Özdem Sanberk: Burada iki noktaya temas etmek istiyorum. Birincisi Arap kitlelerinin ya da halklarının kendi ülkelerin dış politikasının oluşturulmasında söz hakları yok. Söz hakkı olmayınca toplumlarda kendini ifade etmenin meşru bir kanalı da olmuyor. İkincisi bu rejimler halka söz hakkı tanımadığı için de kendilerini sorgulamıyorlar. ‘Evet, bir IŞžİD ortaya çıktı ama bu IŞžİD’in ortaya çıkmasında hata yaptık mı’ diye kendini sorgulayan bir Arap rejimine rastlamadık.  Aslını sorarsanız bu bizim memleketimizde de geçerli bir eksiklik. Biz Türkler olarak da kendimizi sorgulamaktan pek hoşlanmayız. Ancak dediğim gibi bu, biraz bulunduğumuz coğrafyaya has bir şey. 
Burada bir önceki sorunuza da cevaben çok temel bir konuyu dile getireyim. Bir ülkenin dış politikasının anlık değişmemesi için sabit, stratejik önceliklerinin olması lazım. Burası çok önemli. Türkiye olarak bizim, bundan 20 sene, 30 sene sonra değişmeyecek sabit, stratejik önceliğimiz var mı? Sabit, stratejik önceliklerden bahsederken Avrupa Birliği’ni kastediyorum; bölgemizde olan ilişkileri kastediyorum.

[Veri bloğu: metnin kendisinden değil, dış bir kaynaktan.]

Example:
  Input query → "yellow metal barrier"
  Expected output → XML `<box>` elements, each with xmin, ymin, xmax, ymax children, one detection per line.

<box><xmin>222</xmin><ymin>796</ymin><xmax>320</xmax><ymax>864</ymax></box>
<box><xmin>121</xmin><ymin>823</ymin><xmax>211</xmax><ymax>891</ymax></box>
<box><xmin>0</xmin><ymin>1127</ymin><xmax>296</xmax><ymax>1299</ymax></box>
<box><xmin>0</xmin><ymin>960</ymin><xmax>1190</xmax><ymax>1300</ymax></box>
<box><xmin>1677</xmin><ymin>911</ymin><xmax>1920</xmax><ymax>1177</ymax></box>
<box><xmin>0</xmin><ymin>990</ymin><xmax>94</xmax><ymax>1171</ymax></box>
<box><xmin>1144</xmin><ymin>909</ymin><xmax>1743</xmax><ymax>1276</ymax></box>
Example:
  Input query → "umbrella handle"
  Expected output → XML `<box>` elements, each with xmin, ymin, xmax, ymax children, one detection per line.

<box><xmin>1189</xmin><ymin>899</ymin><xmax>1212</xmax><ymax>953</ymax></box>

Avrupa Birliği’ne katılabileceğimizi hala düşünüyor musunuz? Sabit stratejik öncelikten kastınız nedir?

Özdem Sanberk: Eğer Avrupa Birliği sabit stratejik önceliklerimizden biri ise evet. Ama böyle olduğunu zannetmiyorum. 2014 yılını Avrupa Birliği yılı olarak ilan etmek yeterli olmaz. Avrupa Birliği’nin geleceği hakkında dahi görüşlerimizi de açıklamamız gerekir. 

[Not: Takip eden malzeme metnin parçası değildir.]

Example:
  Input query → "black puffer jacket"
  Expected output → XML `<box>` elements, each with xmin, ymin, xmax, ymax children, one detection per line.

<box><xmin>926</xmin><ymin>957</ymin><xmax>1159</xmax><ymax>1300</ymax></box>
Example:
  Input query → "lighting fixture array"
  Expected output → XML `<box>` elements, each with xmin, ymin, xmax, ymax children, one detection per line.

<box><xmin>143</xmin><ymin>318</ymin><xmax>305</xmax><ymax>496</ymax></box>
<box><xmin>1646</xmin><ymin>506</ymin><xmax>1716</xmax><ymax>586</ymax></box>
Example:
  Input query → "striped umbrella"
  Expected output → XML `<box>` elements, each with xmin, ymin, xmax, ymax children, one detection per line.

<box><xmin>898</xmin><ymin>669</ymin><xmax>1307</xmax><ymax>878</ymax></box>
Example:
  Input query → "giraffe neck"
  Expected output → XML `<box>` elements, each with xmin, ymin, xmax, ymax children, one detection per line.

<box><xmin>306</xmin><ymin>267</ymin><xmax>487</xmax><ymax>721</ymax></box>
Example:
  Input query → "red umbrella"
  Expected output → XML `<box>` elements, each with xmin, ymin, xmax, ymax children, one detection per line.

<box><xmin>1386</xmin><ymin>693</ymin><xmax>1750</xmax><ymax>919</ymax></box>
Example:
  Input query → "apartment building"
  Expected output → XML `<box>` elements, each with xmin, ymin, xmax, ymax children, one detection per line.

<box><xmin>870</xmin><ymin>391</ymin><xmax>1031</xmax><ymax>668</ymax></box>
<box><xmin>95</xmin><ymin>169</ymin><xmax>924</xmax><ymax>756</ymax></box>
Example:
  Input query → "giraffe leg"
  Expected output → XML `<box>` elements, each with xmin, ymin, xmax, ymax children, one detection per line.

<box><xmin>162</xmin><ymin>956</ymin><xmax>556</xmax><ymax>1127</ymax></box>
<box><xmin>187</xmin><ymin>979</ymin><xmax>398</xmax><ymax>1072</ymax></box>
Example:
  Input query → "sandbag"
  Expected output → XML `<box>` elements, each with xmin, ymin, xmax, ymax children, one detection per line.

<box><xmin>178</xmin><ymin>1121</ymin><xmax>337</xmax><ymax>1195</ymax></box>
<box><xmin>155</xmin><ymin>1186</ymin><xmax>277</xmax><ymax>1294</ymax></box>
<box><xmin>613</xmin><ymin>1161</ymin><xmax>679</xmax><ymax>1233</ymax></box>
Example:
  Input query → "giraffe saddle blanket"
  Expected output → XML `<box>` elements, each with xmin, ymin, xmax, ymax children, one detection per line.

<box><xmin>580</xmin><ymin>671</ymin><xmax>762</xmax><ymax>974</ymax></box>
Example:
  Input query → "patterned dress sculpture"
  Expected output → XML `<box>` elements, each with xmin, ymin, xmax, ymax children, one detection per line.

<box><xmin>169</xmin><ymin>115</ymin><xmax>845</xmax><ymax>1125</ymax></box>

Avrupa Birliği derken bir şeyi de hatırlatayım.  Uzun zamandır bölgemizde bir tampon bölgeden bahsediyoruz. Ama aslında çok önemli bir şeyi unutuyoruz. Türkiye, Avrupa Birliği’ne tam üyelik hedefini, büyük ölçüde Almanya ve Fransa gibi devletlerin tutumu nedeniyle 2005’ten itibaren adeta unuttuğu için kendisini Orta Doğu ile Avrupa arasında bir ‘tampon ülke’ konumuna indirgiyor . Bir istikrarlı ve bir istikrarsız coğrafya arasında yer alan tampon ülke kendi içinde ve etrafındaki istikrarsızlıkların istikrarlı bölgeye sirayet etmesini önleyecek kadar güçlü, fakat istikrarı bölgenin güvenliğini tehdit edemeyecek kadar güçsüz bir ülkedir. Bunun anlamı şu: Biz etrafımızdaki istikrarsızlıkları kendi ülkemizde durduruyoruz, Avrupa’ya sirayet ettirmiyoruz, ceremesini çekiyoruz yani istikrarsızlaşabiliyoruz ve dolayısıyla Avrupa’nın güvenliği için bir tehdit oluşturmuyoruz... Fakat Avrupa Birliği’nde bizi ve bölgemizi ilgilendiren siyasi ekonomik ve ticari kararların alınmasına katılamıyoruz. Ama bu kararları uygulamak durumunda kalıyoruz. Yani bir yerde 600 yıllık bir Avrupa ülkesi olmamıza rağmen Birlik ile asimetrik ilişkiyi içimize sindiriyoruz. İşte Türkiye tampon ülke olmak istemiyorsa o zaman Avrupa Birliği’nin tam üyesi olmak hedefinden sırf Avrupalılar bizi istemiyorlar diye vazgeçmez. Tersine diplomatik sınavı kabul eder; böylece alınan kararlara iştirak eder ve kendi ülkesi aleyhine karar alınmasını önler. İşte size sabit, stratejik öncelik… 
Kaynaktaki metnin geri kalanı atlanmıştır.